Bank of Idaho Holding Co. Completes $10.0 Million Subordinated Debt Offering


Bank of Idaho Holding Co. (OTCQX: BOID) (the “Company”), the holding company for Bank of Idaho, announced that it has completed a private placement of $10.0 million in aggregate principal amount of fixed-to-floating rate subordinated notes to certain qualified institutional accredited investors. The Company intends to use the net proceeds of the notes offering for general banking purposes with an emphasis on market share, growing its banking operation in both current and new markets.

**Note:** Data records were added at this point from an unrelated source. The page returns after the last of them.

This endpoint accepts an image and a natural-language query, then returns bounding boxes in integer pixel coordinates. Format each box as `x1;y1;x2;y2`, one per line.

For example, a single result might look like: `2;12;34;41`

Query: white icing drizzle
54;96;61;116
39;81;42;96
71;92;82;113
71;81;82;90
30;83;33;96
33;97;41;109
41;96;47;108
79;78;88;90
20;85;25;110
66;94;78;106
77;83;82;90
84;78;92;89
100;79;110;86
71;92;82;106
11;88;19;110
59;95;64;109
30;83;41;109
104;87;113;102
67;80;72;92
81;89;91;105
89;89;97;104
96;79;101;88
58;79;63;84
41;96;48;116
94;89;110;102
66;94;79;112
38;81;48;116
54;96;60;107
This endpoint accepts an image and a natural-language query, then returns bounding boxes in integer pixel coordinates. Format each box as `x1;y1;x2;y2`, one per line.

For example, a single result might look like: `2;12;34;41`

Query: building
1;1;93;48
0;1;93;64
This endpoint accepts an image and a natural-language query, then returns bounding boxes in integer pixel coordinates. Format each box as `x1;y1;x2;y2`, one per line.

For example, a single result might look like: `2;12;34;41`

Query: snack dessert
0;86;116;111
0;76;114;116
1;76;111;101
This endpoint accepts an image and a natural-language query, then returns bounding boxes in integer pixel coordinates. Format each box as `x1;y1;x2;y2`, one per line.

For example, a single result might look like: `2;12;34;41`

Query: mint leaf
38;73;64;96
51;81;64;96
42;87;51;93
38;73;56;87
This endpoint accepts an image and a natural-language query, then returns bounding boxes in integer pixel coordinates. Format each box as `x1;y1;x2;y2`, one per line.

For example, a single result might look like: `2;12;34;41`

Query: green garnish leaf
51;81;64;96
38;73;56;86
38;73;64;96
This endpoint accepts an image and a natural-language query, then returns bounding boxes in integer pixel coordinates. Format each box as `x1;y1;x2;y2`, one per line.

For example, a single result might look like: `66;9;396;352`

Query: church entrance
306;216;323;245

The notes will initially bear a fixed interest rate of 5.75% per annum until September 15, 2025, after which time until maturity in August 31, 2030, or an earlier redemption date, the interest rate will reset quarterly to an annual floating rate equal to 90-day average SOFR plus 525 basis points. The Company may redeem the notes, in whole or in part, after September 25, 2025.  Any redemption will be at a redemption price equal to 100% of the principal amount of the notes being redeemed, plus accrued and unpaid interest.  The notes are not subject to redemption at the option of the holders.

Jeff Newgard, the President and CEO of Bank of Idaho Holding Co., commented on the successful offering. “As a bank, we are focused on supporting small business, the lifeblood of our economy in Idaho. We believe that relationships matter and ultimately people bank with people. That mantra and mission has led us to our growth thus far. We are excited for the opportunities that lie ahead, and we have our sights set on a bright future for Bank of Idaho and the shareholders of Bank of Idaho Holding Co.” Newgard noted.  

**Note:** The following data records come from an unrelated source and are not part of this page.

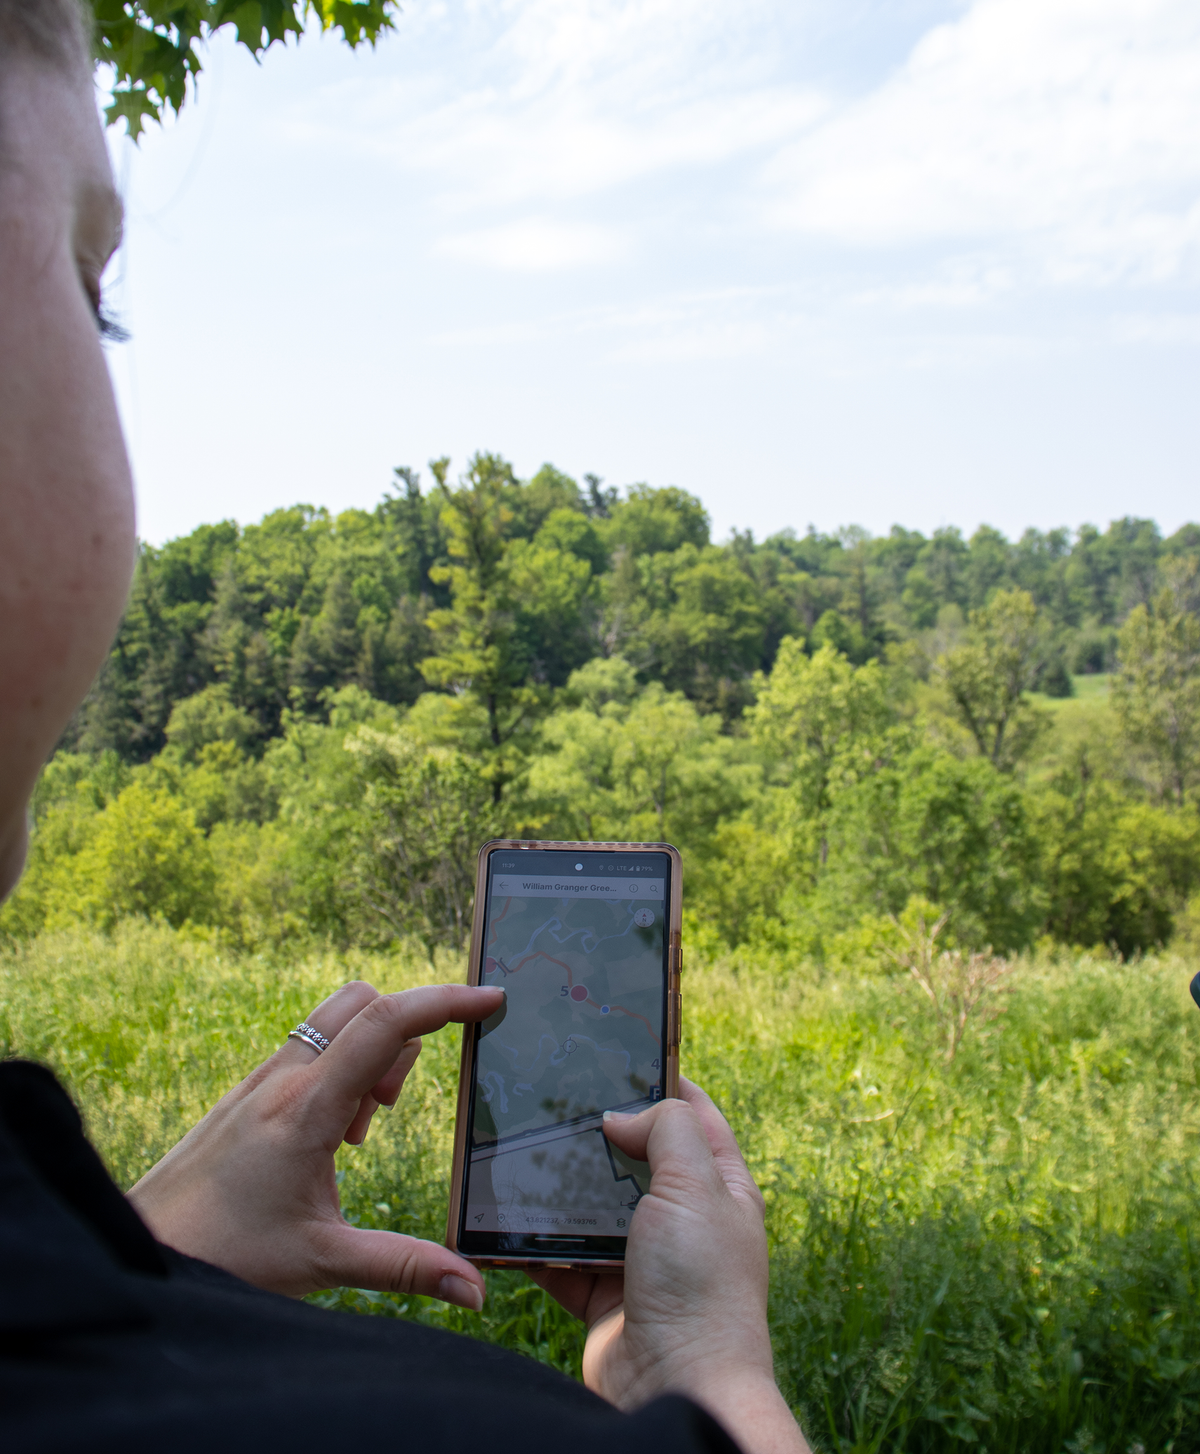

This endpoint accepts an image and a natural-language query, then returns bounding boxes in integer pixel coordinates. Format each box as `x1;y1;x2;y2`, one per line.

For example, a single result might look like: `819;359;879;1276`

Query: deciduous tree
937;588;1047;771
747;640;896;818
1113;561;1200;806
341;726;502;950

Stinson LLP served as counsel to Bank of Idaho Holding Co., and MJC Partners, LLC, served as the sole placement agent for the offering. 


Bank of Idaho Holding Co. was organized in 1997 as the parent company for Bank of Idaho, which received its state banking charter in September 1985. Bank of Idaho Holding Co. is the sole owner of Bank of Idaho, a state-chartered commercial bank, and trades under the symbol BOID. 


With total assets of $551mm and growing, the Idaho Falls-based bank presently has 10 full-service branches in operation across southern Idaho. In addition to retail and commercial banking, Bank of Idaho also offers a full spectrum of trust and investment services, along with mortgage lending. For more information, please visit call (208) 524-5500.


MJC Partners, LLC is a leading Los Angeles-based boutique investment banking and advisory firm providing a full range of strategic, transactional and valuation-related services to clients across multiple industry groups with a focus on financial services. For more information about MJC Partners, visit 


This news release may include forward-looking statements within the meaning of Section 27A of the Securities Act of 1933, as amended, and Section 21E of the Exchange Act of 1934, as amended, and Bank of Idaho Holding Co. and Bank of Idaho (together, the “Company”) intend for such forward-looking statements to be covered by the safe harbor provisions for forward-looking statements contained in the Private Securities Litigation Reform Act of 1995. Future events are difficult to predict, and the expectations described above are necessarily subject to risk and uncertainty that may cause actual results to differ materially and adversely.

Forward-looking statements can be identified by the fact that they do not relate strictly to historical or current facts. They often include the words “believe,” “expect,” “anticipate,” “intend,” “plan,” “estimate,” or words of similar meaning, or future or conditional verbs such as “will,” “would,” “should,” “could,” or “may.” These forward-looking statements are not guarantees of future performance, nor should they be relied upon as representing management’s views as of any subsequent date. Forward-looking statements involve significant risks and uncertainties and actual results may differ materially from those presented, either expressed or implied, in this news release. Factors that might cause such differences include, but are not limited to: the Company’s ability to successfully execute its business plans and achieve its objectives; changes in general economic and financial market conditions, either nationally or locally, in areas in which the Company conducts its operations; changes in interest rates; continuing consolidation in the financial services industry; new litigation or changes in existing litigation; increased competitive challenges and expanding product and pricing pressures among financial institutions; legislation or regulatory changes which adversely affect the Company’s operations or business; loss of key personnel; and changes in accounting policies or procedures as may be required by the Financial Accounting Standards Board or other regulatory agencies.

The Company undertakes no obligation to publicly revise these forward-looking statements to reflect subsequent events or circumstances.

This announcement is for informational purposes only and does not constitute an offer to sell or the solicitation of an offer to buy securities.